Based on successful fashion-drawing workshops at London’s Fashion and Textile Museum, How to draw vintage fashion encourages people to draw inspiration from fashion looks of the past to create their own unique designs. From the 1920s flappers to 80s punk to Hollywood glamour, the book introduces the basics vintage designs and the techniques for drawing them.

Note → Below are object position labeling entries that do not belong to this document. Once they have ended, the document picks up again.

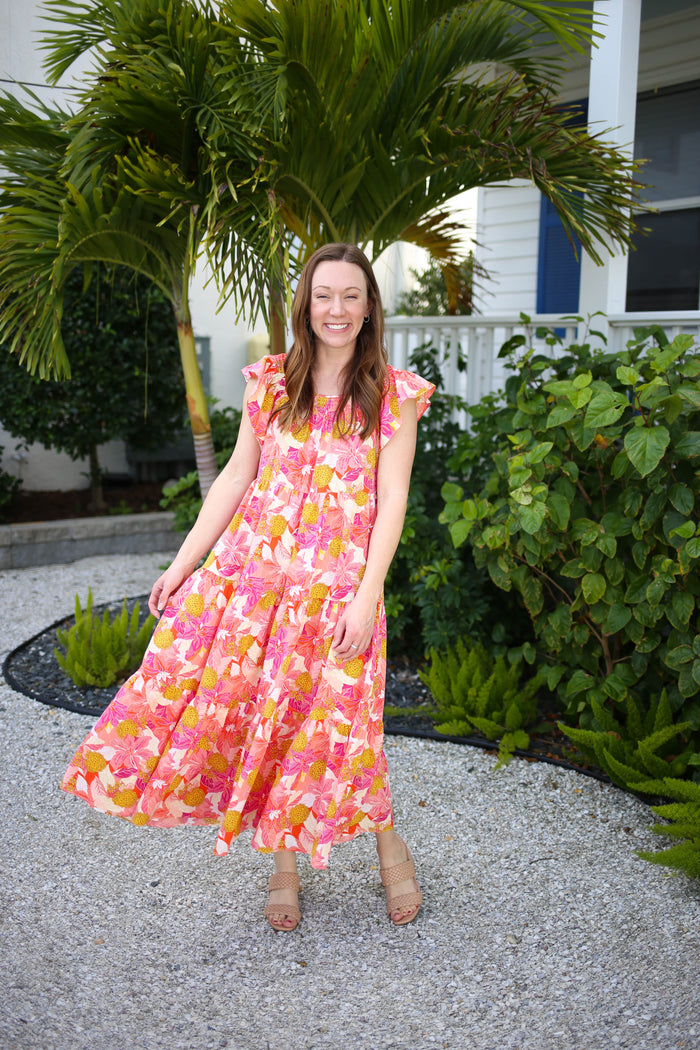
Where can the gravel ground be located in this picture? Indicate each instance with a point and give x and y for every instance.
(541, 927)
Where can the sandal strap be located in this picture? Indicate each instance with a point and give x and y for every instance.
(398, 873)
(283, 880)
(282, 910)
(404, 901)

The first section of the book focuses on interviews with designers, models, stylists, and fashion bloggers about iconic photographs and garments that have helped to shape their work. The next section features a hands-on guide to drawing a range of vintage fashion including 1960s and 1970s looks, fashion inspired by musical trends, and the influence of style icons from cinema. There is also a section showcasing items with timeless appeal, including Ray Bans worn by James Dean, the biker jacket worn by Marlon Brando, and the Breton T-shirt made popular by Coco Chanel.

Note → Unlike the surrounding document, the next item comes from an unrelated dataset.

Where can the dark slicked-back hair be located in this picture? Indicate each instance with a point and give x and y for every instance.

Savvy young fashionistas will recognize the influence of vintage styles on contemporary designs, and will delight in being able to incorporate these styles in their own fashion drawings.
Especially dynamic…This fun survey of 20th century fashion is surprisingly informative, particularly for tweens and teenagers.
— Library Journal
Lays a solid foundation for our future designers to get inspired and get started doing something extraordinary.
— Smart Books for Smart Kids
Joicey and Nothdruft do a pretty good job of giving a brief but accurate timetable for fashion with respect to designers, trends, fabrications, key silhouettes, icons, accessories, and more as well as some firsthand assessments of each era as told by a participant or authority of each era.
— New York Journal of Books
Look[s] at trendsetting 20th-century designers and their work, covers how-to-draw basics with a decade-by-decade focus on historical styles, and provides tips for researching vintage and designing. Attractively formatted with a retro vibe… [Offers] clear information and instructions, while emphasizing the importance of practicing skills and sketching constantly to develop and refine ideas.
— School Library Journal
Celia Joicey is Head of the Fashion and Textile Museum, London.
Dennis Nothdruft is Curator of the Fashion and Textile Museum, where he leads the museum’s series of drawing classes for young people. He lives in London.